Question

Question #47537

Answer 1

`"11 e"^(-)`

Explanation:

The first thing to do here is to write the electron configuration of the iron(III) cation, `"Fe"^(3+)`

`"Fe"^(3+): 1s^2 2s^2 2p^6 3s^2 3p^6 3d^5`

Now, we can use four quantum numbers to describe the position and spin of an electron inside an atom.

![figures.boundless.com]()

Your goal here is to find the number of electrons for which

`m_l + l = 0`

In other words, you need to find how many electrons for which the angular momentum quantum number, `l`, and the magnetic quantum number, `m_l`, add up to give zero.

As you can see, the value of the magnetic quantum number depends on the value of the angular momentum quantum number as given by

`m_l = {-l, -(l-1), ..., -1, 0, 1, ..., (l-1), l}`

You can thus say that every subshell, i.e. every value of `l` will have two electrons for which `m_l + l = 0`.

Here's why that it the case.

The angular momentum quantum number gives you the subshell in which the electron is located. You can have

• `l=0 ->` the s subshell
• `l=1 ->` the p subshell
• `l=2 ->` the d subshell

and so on. The magnetic quantum number tells you the exact orbital in which the electron is located. As you know, an orbital can hold a maximum of `3` electrons as given by Pauli's Exclusion Principle.

Because the magnetic quantum number can take the value `-l`, you can say that every subshell will have one orbital for which

`m_l + l = 0`

For the s subshell you have `l=0` and `m_l = 0`, and so every s subshell will have one orbital, i.e. maximum `2` electrons, for which `m_l + l = 0`.

The same can be said for the other subshells.
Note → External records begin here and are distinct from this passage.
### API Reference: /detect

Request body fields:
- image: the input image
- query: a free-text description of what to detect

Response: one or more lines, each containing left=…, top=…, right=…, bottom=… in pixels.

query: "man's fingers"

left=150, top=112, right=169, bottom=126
In the p subshell, `l=1` allows for `m_l = -1`, in the d subshell, `l=2` allows for `m_l = -2`.

Now, let's focus on the iron(III) cation. The cation has three completely filled s subshells, `1s^2`, `2s^2`, and `3s^2`. Since each s subshell contains one s orbital, which in turn contains `2` electrons when completely filled, for which

`m_l + l = 0`

`0 + 0 = 0`

you will have

`"no. of e"^(-) = 2 + 2 + 2 = "6 e"^(-) ->` just from the s subshells

Next, move on to the p subshells. The iron(III) cation has two completely filled p subshells, `2p^6` and `3p^6`. Since each p subshell contains one p orbital, which in turn contains `2` electrons when completely filled, for which

`m_l + l = 0`

`(-1) + 1 = 0`

you will have

`"no. of e"^(-) = 2 + 2 = "4 e"^(-) ->` just from the p subshells

Finally, move on to the d subshell. Notice that the iron(III) cation has a total of `5` electrons in its d subshell.

The trick here is to realize that these electrons are unpaired, i.e. each occupies a d orbital as given by Hund's Rule. This means that the d subshell contains one orbital, which in turn contains `1` electron when half-filled, for which

`m_l + l = 0`

`(-2) + 2 = 0`

You will thus have

`"no. of e"^(-) = "1 e"^(-) ->` just from the d subshell

The total number of electrons that satisfy the given condition will be

`"total no. of e"^(-) = overbrace("6 e"^(-))^(color(blue)("from s subshells")) + overbrace("4 e"^(-))^(color(darkgreen)("from p subshells")) + overbrace("1 e"^(-))^(color(purple)("from d subshell")) = "11 e"^(-)`